Früher war alles schlechter? Mit Kenan Nalci macht der „MM“ einen Rundgang rund um den Marktplatz. Er ist Vorsitzender des OMMA, des Ortsvereins Marktplatz Mannheim. Es ist der Gewerbe- und Werbeverein der G-, H-, J- und K-Quadrate. Und Nalci sagt, als er in seinem ATR-Reisebüro in H 2 sitzt: „Seit 1992 führe ich einen Kampf für diese Umgebung.“ Was meint er damit?
1973 kommt Kenan Nalci als Student nach Deutschland, lernt am Goethe-Institut Deutsch, studiert an der Universität Stuttgart und macht in Istanbul sein Diplom in Betriebswirtschaft. 1982 kommt er als Filialleiter der Avrupa Turistik Seyahat Sirketi nach Mannheim, für die Fluggesellschaft übernimmt er ein Jahr später das Mannheimer Stadtbüro. Zwei Jahre später kauft er das Haus in H 2, in dem er auch heute noch das Reisebüro mit seiner Frau, seiner Tochter und seinem Sohn betreibt. Doch damals sei die Gegend rund um den Marktplatz eine ganz andere: „Drogen, Alkohol, Armut, das hat diese Gegend damals bestimmt.“ Am Marktplatz habe sich die Drogenszene aufgehalten, im heutigen Restaurant Istanbul war noch ein Wienerwald-Lokal und „die ganze Gegend roch nach fettigem Brathähnchen“. Direkt neben seinem Reisebüro, erinnert sich Nalci, befand sich die „Walhalla“-Trinkhalle. „Da sind schon morgens die Betrunkenen aus dem Laden gefallen, weil sie nicht mehr laufen konnten.“
Heute mehr als 60 Mitglieder
Nalci will etwas verändern und ermuntert die Nachbarn und andere Eigentümer zu investieren: „Macht eure Fassaden schön.“ Zusammen mit der Stadt, der Wirtschaftsförderung und anderen Stellen sowie Unterstützern sei eine Immobilie nach der anderen saniert und modernisiert worden. „Gott sei Dank, es ist vieles schöner und besser geworden“, sagt Nalci. Aus dem „einstigen Schandfleck“ wird nach und nach ein Zentrum für Brautmoden: „Wir hatten Kunden aus ganz Europa hier.“ Mit den Brautmoden kommen Juweliere. Und Gastronomen beginnen sich am Marktplatz anzusiedeln. Nalci erinnere sich auch an organisierte Bettler, „denn die wussten, dass die Brautleute hier viel Geld in der Hand hatten“.

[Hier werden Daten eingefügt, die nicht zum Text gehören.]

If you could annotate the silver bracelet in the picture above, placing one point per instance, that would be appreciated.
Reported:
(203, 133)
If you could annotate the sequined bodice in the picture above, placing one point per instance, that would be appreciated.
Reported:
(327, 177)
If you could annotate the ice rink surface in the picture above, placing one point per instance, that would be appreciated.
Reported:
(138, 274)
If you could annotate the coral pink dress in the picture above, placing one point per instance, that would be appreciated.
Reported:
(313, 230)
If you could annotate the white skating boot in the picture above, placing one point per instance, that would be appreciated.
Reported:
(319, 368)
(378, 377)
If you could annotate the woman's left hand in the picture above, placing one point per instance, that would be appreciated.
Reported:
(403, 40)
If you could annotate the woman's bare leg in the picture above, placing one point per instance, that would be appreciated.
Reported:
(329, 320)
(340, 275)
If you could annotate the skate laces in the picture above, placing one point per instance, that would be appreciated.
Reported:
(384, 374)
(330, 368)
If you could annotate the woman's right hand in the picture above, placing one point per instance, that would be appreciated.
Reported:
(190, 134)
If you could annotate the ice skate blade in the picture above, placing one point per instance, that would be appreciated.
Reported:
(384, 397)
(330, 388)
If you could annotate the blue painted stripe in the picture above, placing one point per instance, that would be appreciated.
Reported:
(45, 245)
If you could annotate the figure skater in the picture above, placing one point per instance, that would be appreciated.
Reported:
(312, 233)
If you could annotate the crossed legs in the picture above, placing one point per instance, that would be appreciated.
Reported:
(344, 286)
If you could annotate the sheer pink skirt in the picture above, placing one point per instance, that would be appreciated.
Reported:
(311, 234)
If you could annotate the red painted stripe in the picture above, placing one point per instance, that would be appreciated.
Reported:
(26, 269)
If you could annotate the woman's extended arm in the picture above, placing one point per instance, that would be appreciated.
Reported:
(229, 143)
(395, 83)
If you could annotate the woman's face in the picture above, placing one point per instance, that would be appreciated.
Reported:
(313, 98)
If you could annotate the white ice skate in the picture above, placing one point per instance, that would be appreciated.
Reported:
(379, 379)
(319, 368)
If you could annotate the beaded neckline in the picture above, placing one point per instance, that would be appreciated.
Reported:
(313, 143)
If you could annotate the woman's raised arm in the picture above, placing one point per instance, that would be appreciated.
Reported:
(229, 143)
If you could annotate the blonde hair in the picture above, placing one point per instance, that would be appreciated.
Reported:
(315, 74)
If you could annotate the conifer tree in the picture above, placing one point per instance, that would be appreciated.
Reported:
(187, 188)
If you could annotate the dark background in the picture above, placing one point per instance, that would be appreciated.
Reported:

Dann wird Kenan Nalci von anderen Geschäftsleuten aufgefordert, ein organisiertes Netzwerk zu schaffen – die Geburtsstunde des OMMA. Und so findet Nalcis „Kampf gegen die Umgebung“ am 14. Juli 2014 seinen Höhepunkt. Zahlreiche türkische Geschäftsleute aus den G-, H-, J- und K-Quadraten treffen sich zur Gründungsversammlung: Vertreter von Baufirmen und Reisebüros, Schrotthändler, Juweliere, Modeverkäufer, Gastronomen, Gutachter, Reisebüros. Heute gehören dem Ortsverein mehr als 60 Mitglieder an, im Vorstand sitzen elf türkische Geschäftsleute. Seitdem kümmert sich Nalci neben dem Reisegeschäft ehrenamtlich auch um Parkplatzprobleme, Mülleimer, Bepflanzung von Blumenkübeln, Geruchsbelästigung und Verkehrsstaus.
Nalci sagt heute: „Wir sind Mannheimer.“ Dabei hat er noch keinen deutschen Pass. Bei der Oberbürgermeisterwahl 2023 will er mitbestimmen und bis dahin Deutscher werden, kündigt er an. Das Café Journal werde er vermissen, aber er sei zuversichtlich, dass etwas wunderbares Neues dort entstehen wird.